Chevy Corvette Z06 vs. Dodge Viper SRT10 ACR, Nissan GT-R, Porsche 911 GT2

Chevy Corvette Z06 vs. Dodge Viper SRT10 ACR, Nissan GT-R, Porsche 911 GT2 Chevy Corvette Z06 vs. Dodge Viper SRT10 ACR, Nissan GT-R, Porsche 911 GT2
Comparison Tests

Behold four machines sitting on the pointy end of a horsepower skyrocket that lifted off sometime in the 1980s and hasn’t hit the chutes yet.

For now, anyone can buy these vehicles by flashing a valid driver’s license and a healthy checkbook. But this may be it. The last act. The apogee right before reentry, when post-peak oil prices and carbon-emissions limits and general economic malaise threaten to make memories out of 500-horsepower cars. Maybe someday you’ll bore grandchildren with tales of Porsche GT2s practically falling out of trees for just $198,875. Is it 1971 all over again? Who knows? Maybe you’ll be telling them from the back seat of their parents’ 700-hp minivan.

These days, the only certainties are that factories still make fast cars, magazines still review them, and the public still buys them. Determined not to shirk our duty, we gathered these sharp darts for some track work and desert road running. They have little in common except being the heaviest ordnance currently sold by their respective brands. We didn’t say our duty was particularly tough.

With the new 638-hp 2009 Chevrolet Corvette ZR1 still months off, the 505-hp Corvette Z06 became the old man in our quartet, new in late ’05 as an ’06. Aluminum-frame trusses, a cast magnesium roof, and carbon-fiber floorboards and front fenders help make it a very special Vette, as does the 505-hp, LS7 7.0-liter dry-sump V-8. Chevy fitted $5545 in convenience and Bose-audio options to our Jetstream Blue Metallic example (the stratospheric paint option runs $750).

The American Club Racer (ACR) badge was first pasted onto Dodge Vipers in 1999, and the mission brief hasn’t changed: Put Viper owners on the track. The newest ACR upholds the legacy with an assortment of name-brand racer bits, including KW Suspensions coil-over shocks with jounce, rebound, and ride-height adjustment; StopTech slotted rotors with Brembo calipers; Michelin Pilot Sport Cup pseudo-slicks (size 295/30— in front!); and a carbon-fiber front splitter and rear wing that produce a claimed thousand pounds of downforce at 150 mph. The single option on our car: a red stripe down the driver’s center line, $1650.

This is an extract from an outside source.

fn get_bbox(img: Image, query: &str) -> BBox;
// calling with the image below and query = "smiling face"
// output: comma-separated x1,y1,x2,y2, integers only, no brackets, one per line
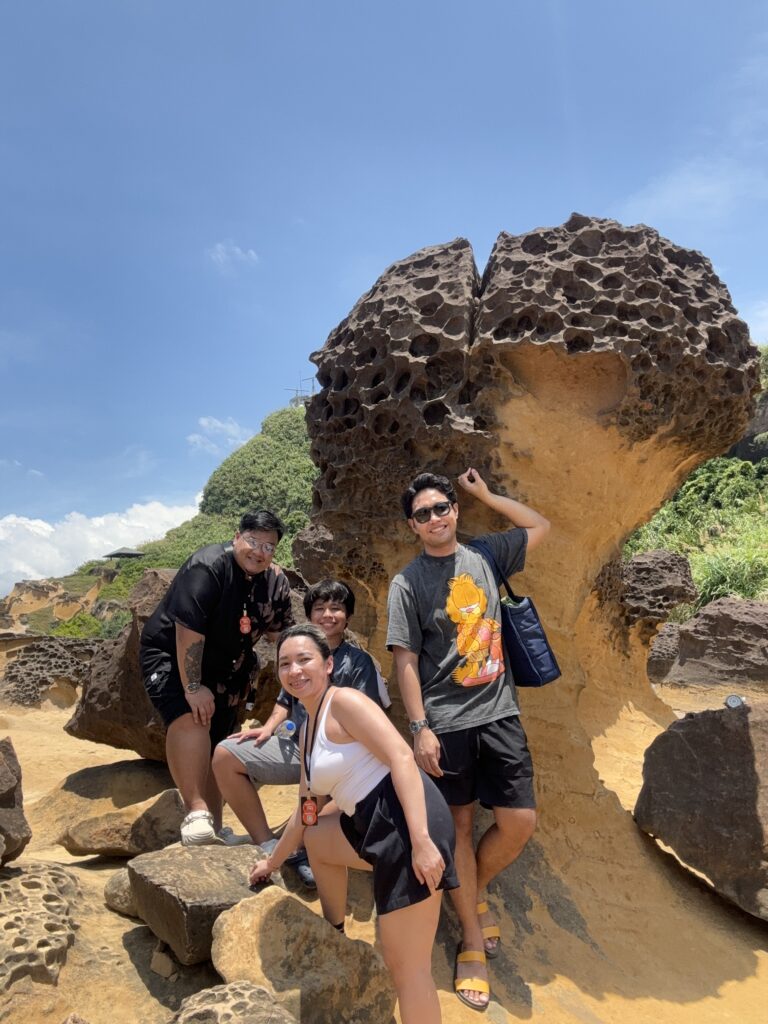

Our third instrumented test of Nissan’s freshly unwrapped GT-R starts here. By now you should be able to quote the relative percentages of steel, cast aluminum, and carbon fiber in the GT-R’s body (roughly 80, 15, and 5, respectively), recite the front-axle torque-split spread in the electronic all-wheel-drive system (10–50 percent), and name the brake-caliper paint supplier (we have no idea). The big option is the $2050 Premium pack, including navigation and an 11-speaker Bose audio boombox. This car has it.

Porsche’s long staircase of models currently tops out at the 911 GT2. Its 3.6-liter boxer-six has 50 more horsepower than the 480-hp all-wheel-drive 911 Turbo, but the GT2 uses two fewer wheels to apply its 505 pound-feet of torque to the pavement. Sounds like a formula for carnage-filled YouTube videos, except that the GT2 has fast-acting traction and stability control, plus launch control. We’ve got $6315 in options here, including $1815 black-painted wheels, $1250 in body-color console and dash trim, and $340 in risqué red seatbelts. Every car would go quicker with red seatbelts.

We have four dissimilar cars with a $126,350 price spread. Their collective technology is such that only one, the ­Viper, carries a gas-guzzler penalty ($1700). Actually, ranking them proved quite tough, but we do this for God and country.